Official U.S. labor market data released this week showed more Americans quit their jobs in February than in any month in nearly a decade, a sign more workers are confident enough to move on from the unsatisfactory jobs they've been clinging to amid a slow pace of post-Great Recession recovery and years of anemic wage growth.

But a recent study suggests more Americans would be emboldened to switch jobs if their access to health insurance wasn’t tethered to their employers.

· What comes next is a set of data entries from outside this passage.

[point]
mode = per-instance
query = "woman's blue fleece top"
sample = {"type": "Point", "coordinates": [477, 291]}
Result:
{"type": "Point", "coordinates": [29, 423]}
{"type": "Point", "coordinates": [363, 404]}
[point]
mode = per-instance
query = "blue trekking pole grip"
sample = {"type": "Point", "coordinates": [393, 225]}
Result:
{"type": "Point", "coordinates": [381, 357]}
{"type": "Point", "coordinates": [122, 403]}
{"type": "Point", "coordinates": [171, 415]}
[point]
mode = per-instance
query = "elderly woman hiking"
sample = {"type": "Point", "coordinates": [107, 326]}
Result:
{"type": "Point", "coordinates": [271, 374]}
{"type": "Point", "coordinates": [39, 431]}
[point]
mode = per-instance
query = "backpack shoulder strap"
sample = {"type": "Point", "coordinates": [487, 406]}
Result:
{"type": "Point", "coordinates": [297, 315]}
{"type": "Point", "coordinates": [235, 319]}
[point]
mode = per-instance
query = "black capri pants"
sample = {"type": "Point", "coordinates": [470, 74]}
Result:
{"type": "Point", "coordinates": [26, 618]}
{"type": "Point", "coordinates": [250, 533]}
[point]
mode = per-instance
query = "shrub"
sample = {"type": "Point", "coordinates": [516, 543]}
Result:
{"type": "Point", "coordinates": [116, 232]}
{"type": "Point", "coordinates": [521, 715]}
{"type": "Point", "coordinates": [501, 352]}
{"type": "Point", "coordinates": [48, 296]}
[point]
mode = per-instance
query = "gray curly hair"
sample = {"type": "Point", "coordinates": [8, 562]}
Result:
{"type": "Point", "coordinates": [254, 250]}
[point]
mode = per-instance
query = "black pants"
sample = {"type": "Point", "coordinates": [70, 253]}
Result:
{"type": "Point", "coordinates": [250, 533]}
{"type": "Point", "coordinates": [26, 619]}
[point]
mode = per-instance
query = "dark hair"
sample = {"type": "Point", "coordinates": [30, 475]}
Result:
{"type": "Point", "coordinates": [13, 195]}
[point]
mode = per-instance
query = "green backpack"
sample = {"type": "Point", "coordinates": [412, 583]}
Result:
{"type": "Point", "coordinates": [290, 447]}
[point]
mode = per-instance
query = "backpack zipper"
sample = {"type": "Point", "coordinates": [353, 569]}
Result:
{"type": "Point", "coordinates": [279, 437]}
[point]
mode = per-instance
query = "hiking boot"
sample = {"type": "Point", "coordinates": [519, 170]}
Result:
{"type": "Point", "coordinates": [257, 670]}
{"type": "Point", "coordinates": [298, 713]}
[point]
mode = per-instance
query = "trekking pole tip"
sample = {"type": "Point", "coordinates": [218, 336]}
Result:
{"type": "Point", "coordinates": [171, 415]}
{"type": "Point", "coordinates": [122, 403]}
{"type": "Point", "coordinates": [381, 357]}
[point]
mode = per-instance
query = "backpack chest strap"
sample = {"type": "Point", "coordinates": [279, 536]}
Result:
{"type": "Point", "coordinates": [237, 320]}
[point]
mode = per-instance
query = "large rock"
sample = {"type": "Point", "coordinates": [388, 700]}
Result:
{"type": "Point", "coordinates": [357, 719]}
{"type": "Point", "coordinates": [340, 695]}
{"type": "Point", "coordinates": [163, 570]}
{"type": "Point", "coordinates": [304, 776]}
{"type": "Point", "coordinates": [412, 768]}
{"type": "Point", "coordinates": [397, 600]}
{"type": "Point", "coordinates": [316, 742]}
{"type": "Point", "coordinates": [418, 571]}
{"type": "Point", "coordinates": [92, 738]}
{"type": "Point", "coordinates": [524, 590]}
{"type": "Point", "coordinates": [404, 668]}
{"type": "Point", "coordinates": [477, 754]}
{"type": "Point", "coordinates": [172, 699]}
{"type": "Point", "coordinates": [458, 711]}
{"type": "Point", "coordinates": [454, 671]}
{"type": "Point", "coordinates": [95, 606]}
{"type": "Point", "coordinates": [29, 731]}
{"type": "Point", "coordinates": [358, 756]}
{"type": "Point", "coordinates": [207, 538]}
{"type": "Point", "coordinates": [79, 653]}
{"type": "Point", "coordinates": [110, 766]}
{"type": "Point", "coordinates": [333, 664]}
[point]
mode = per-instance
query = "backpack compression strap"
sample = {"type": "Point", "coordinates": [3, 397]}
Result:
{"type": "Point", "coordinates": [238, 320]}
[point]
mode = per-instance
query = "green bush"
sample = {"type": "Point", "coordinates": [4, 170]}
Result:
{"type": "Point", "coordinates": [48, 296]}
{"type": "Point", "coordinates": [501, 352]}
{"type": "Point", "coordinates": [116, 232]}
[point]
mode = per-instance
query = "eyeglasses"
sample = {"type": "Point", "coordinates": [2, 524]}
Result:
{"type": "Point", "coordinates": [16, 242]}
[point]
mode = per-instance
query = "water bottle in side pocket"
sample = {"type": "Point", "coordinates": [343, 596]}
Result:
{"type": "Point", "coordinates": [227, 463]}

This uniquely American system encourages so-called job lock, in which workers are fearful of migrating to potentially better-paying jobs out of fear of losing access to employer-subsidized access to medicine and doctor’s visits.

In a study released in March by the National Bureau of Economic Research, Georgetown University labor economists Ammar Farooq and Adriana Kugler found that expanding Medicaid (the U.S. public health insurance program for low-income Americans) to cover more workers would encourage them to take the risks that could lead to better-paying jobs and higher qualities of life.

“When Medicaid generosity rises, workers not only move to riskier occupations and industries but towards better jobs,” Farooq and Kugler said in the report. “We find that an increase in the Medicaid income threshold increases movement towards occupations and industries with higher median wages.”

The conclusions suggest that the uniquely American system of employer-provided health insurance discourages low-income Americans from switching jobs, leaving them with health insurance but little opportunity to get raises or promotions.

The Affordable Care Act, signed into law in 2010 and upheld by a landmark Supreme Court ruling two years later, expanded coverage, but still keeps employers largely the gatekeepers of most workers’ access to life-extending healthcare. Millions of Americans still remain either uninsured because their wages are too low to afford premiums, or they have insurance but can’t afford the out-of-pocket expenses of the plans they can afford.

The economists examined different Medicaid thresholds (the maximum amount of money a workers can make before he or she is no longer eligible for state health insurance) and found a correlation between higher Medicaid eligibility and the number of low-income workers who switched jobs that had greater wage spreads.

In other words, if more low-income workers had health coverage that wasn’t beholden to their employers, the more likely they would be to take jobs that either pay more or offer more opportunity for raises and promotions.

The research offers evidence the country’s system of employer-provided health insurance is hampering not only the ability for low-income hourly wage workers to move up the wage ladder, but could also be hampering productivity of these workers locked into jobs that don’t adequately exploit their experience and skills.